So you deserve a prize, a prize you shall get. Chrissy and I one time did an entire episode on Vince Neil and Motley Crue. I started finding all these really funny videos focusing on Vince Neil's vocal performances. This guy is a hot mess. I'm not ever sure he was a really great singer, but as of late he's drunk, out of shape, and it appears he just doesn't give a shit.
He doesn't know his own lyrics, he gets exhausted just walking on stage, and he's trying to convince everybody in the audience that whatever he's doing to that microphone is actual singing, but it's not. For a couple of different reasons, we never ran that episode.

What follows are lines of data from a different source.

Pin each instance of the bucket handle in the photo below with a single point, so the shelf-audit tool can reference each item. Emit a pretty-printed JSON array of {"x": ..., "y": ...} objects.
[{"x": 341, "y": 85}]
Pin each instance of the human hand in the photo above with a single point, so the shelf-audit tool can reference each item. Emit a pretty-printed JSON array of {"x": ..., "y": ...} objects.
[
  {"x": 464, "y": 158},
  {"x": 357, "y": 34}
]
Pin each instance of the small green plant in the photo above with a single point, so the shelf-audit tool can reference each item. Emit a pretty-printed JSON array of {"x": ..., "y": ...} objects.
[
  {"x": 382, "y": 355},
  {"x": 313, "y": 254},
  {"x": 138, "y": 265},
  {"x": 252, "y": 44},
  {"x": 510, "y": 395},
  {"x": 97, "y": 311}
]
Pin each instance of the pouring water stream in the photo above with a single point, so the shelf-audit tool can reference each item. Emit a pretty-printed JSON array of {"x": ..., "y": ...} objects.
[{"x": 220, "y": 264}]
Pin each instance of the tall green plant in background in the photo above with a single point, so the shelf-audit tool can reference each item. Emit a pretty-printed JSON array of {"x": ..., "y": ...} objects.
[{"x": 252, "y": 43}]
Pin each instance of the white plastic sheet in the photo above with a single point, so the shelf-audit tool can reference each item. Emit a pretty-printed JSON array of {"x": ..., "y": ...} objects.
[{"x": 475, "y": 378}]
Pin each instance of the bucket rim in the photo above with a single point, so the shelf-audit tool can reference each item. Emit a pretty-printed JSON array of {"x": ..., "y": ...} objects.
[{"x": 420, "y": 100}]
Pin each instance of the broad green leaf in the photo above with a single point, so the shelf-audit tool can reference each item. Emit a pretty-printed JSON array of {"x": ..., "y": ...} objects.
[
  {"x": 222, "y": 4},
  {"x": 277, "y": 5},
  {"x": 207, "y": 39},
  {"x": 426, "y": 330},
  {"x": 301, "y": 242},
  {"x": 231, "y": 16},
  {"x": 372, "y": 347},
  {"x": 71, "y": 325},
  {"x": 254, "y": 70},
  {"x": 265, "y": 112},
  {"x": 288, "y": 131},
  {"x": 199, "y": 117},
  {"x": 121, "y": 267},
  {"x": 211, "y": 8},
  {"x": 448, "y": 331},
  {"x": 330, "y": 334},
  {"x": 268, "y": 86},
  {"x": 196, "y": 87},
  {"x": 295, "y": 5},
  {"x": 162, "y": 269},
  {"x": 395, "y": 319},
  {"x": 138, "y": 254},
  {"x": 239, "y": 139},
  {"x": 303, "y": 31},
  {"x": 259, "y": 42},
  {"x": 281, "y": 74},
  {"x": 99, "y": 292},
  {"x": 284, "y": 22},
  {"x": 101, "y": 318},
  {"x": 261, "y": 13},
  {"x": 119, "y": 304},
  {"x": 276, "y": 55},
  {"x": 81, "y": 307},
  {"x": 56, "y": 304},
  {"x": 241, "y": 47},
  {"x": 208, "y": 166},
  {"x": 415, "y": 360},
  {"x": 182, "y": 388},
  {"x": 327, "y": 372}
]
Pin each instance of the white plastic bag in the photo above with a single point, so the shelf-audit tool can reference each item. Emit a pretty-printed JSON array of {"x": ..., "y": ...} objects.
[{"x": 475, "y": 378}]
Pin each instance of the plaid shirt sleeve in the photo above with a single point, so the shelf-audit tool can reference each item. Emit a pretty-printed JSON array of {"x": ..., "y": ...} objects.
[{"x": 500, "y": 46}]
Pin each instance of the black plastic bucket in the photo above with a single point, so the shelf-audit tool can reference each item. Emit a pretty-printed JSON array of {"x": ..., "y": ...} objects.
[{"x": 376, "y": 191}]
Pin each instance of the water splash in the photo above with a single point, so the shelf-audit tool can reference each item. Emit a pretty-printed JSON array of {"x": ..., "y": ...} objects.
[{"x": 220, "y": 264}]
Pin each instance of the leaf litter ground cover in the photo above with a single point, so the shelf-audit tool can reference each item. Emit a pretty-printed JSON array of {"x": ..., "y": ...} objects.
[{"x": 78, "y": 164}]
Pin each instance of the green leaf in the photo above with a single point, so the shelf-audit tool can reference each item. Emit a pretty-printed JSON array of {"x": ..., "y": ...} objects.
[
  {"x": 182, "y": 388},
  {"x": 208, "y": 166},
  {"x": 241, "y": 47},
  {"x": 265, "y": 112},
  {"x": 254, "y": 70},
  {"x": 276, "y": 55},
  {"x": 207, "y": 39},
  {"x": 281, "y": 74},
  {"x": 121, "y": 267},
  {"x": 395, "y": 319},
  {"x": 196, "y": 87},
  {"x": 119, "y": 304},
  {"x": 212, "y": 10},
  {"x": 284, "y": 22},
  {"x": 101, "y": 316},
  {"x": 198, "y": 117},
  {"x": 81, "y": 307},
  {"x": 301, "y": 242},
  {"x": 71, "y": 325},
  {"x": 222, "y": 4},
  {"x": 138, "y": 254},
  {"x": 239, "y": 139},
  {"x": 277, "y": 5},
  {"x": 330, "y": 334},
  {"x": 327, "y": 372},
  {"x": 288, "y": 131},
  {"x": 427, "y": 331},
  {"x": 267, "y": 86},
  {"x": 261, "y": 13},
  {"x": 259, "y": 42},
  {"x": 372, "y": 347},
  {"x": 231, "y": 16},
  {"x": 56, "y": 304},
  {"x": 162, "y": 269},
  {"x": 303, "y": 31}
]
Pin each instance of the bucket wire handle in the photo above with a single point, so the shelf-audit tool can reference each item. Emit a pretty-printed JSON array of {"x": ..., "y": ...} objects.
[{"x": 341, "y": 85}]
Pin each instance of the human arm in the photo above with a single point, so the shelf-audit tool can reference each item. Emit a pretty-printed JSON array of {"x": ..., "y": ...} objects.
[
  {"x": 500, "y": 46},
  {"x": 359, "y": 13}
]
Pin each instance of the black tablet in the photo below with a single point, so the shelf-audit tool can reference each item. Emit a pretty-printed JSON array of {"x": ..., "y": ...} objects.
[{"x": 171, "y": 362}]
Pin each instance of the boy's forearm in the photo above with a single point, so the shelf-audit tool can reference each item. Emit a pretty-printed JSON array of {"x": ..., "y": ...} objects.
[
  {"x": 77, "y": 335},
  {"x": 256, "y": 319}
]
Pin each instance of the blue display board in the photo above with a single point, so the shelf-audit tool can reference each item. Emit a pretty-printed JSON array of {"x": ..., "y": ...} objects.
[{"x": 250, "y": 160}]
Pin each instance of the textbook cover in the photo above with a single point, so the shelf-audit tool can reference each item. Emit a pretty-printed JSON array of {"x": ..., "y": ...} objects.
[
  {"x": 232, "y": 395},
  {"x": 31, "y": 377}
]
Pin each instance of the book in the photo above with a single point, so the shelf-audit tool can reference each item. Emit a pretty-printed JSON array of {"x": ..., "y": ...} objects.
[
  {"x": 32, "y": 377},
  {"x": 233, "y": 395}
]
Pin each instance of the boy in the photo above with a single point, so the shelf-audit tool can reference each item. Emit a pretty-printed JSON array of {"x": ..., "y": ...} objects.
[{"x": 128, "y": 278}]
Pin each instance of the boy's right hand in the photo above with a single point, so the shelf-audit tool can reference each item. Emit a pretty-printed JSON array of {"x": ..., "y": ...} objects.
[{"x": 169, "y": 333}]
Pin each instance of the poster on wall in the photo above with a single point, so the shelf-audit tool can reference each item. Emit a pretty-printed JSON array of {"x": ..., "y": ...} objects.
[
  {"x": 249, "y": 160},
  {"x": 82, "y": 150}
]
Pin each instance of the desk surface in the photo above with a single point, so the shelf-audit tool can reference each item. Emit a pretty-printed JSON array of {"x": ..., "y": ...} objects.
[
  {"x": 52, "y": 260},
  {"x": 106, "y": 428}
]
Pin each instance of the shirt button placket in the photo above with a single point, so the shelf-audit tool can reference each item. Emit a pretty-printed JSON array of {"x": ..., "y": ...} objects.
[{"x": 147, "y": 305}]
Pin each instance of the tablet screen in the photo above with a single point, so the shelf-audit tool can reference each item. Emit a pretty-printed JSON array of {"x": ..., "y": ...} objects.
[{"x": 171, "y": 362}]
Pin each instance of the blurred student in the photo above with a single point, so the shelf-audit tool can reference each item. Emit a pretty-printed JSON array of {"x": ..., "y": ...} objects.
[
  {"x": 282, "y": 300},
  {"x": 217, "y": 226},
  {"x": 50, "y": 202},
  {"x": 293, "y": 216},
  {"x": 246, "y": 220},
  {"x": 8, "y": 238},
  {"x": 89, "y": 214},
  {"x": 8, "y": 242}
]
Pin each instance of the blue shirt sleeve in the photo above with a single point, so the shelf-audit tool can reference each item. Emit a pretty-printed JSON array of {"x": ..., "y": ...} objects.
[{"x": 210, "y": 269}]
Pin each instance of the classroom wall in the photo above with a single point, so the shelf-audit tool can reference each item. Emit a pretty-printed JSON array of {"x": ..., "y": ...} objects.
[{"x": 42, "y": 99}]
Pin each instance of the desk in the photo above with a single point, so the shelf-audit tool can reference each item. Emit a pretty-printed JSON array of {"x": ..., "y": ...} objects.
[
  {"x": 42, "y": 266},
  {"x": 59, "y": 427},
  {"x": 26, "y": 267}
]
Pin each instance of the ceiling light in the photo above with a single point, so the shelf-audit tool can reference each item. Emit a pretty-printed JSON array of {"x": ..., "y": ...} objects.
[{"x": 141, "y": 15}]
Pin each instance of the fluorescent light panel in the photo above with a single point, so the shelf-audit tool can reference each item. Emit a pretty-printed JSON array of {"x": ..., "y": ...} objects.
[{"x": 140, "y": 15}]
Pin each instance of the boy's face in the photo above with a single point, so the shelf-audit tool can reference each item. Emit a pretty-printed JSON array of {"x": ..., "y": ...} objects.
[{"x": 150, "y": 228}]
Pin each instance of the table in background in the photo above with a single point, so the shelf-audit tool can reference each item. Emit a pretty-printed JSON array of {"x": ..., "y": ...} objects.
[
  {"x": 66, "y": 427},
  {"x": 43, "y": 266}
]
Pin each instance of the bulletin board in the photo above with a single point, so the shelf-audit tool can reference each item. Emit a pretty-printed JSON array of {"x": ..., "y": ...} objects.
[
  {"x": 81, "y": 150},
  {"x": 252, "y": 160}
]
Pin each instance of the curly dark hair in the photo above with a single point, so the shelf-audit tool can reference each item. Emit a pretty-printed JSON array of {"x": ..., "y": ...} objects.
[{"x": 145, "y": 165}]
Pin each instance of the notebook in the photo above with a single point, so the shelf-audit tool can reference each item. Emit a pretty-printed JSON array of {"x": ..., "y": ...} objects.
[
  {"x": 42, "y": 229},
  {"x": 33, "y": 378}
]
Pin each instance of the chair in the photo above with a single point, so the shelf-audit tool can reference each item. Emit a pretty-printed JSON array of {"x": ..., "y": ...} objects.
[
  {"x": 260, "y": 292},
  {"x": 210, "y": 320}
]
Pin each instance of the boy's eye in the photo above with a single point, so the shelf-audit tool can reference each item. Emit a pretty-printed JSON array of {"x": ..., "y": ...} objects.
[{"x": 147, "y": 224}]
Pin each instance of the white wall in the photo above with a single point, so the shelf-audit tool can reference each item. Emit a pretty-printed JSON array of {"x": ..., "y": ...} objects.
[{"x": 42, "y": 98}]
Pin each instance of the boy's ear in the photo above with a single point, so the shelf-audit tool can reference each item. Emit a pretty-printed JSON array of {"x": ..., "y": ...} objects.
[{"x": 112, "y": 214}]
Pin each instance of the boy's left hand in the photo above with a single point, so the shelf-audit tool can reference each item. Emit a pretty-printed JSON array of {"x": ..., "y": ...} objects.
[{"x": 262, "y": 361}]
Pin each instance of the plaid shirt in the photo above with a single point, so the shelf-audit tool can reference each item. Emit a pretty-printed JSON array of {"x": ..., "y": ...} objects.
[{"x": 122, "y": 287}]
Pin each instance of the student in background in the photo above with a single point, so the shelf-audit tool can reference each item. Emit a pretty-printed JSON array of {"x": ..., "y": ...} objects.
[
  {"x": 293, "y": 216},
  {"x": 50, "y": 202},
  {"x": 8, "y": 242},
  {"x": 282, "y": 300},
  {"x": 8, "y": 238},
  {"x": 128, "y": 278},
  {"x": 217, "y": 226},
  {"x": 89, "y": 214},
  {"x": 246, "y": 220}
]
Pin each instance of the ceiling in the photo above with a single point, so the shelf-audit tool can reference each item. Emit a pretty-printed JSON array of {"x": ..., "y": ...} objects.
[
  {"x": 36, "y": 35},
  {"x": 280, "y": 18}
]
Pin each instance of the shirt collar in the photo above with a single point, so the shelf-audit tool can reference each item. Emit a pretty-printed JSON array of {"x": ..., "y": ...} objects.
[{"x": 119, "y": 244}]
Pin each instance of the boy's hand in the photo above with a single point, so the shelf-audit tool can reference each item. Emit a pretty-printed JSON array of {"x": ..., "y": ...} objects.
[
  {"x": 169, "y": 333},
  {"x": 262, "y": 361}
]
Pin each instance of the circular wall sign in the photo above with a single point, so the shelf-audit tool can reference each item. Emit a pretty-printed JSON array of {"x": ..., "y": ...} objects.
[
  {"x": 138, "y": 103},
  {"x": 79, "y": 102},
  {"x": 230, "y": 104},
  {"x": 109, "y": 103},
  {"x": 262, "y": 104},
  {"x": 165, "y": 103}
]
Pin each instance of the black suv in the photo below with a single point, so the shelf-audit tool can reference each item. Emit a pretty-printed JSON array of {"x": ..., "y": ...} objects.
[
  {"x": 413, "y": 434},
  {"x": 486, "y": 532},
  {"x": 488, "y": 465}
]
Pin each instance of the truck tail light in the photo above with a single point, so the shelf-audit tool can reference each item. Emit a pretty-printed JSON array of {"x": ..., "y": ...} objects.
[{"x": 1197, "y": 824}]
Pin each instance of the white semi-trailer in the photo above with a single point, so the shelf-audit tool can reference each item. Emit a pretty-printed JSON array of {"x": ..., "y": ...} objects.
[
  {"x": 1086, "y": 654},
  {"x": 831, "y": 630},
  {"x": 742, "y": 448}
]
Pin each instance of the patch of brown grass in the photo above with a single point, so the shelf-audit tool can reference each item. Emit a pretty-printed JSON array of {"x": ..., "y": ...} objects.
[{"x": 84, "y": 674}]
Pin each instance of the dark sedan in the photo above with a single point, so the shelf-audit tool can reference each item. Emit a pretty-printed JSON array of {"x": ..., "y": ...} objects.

And now, for your prize, the gift at the bottom of the cereal box, I am going to play Chrissy and I reviewing Vince Neil, live from Who Fucking Cares, singing the song Kickstart My Heart. Honestly, this is one of the funniest things I have ever heard. I hope you feel the same way. But don't go anywhere after this.
I'll be back to present one more segment of this episode of the best of the worst of the Commercial Break Podcast. Enjoy. Enjoy. Go Google Motley Crue Rock in Rio on YouTube. Search it.
Okay. What year was this from?
2015, I think. Okay. So many smarter and funnier guys than me have actually put the... So we're about to listen to him sing Kickstart My Heart. Okay. Vince Neil and the band play Kickstart My Heart. Vince is obviously drunk, fat, out of shape, out of breath. But he barely sings the lyrics. It's like mumble rap. You can't even fucking understand it.
So what people have done is they have gone and they have made their own lyrics and put them on the bottom. Now, I don't want to show those because that's somebody else's video. I mean, you get it. I don't want to take credit for somebody else's video. But wait until you hear the trash coming out of this guy's mouth. You don't even need to be watching this video to hear how bad this is.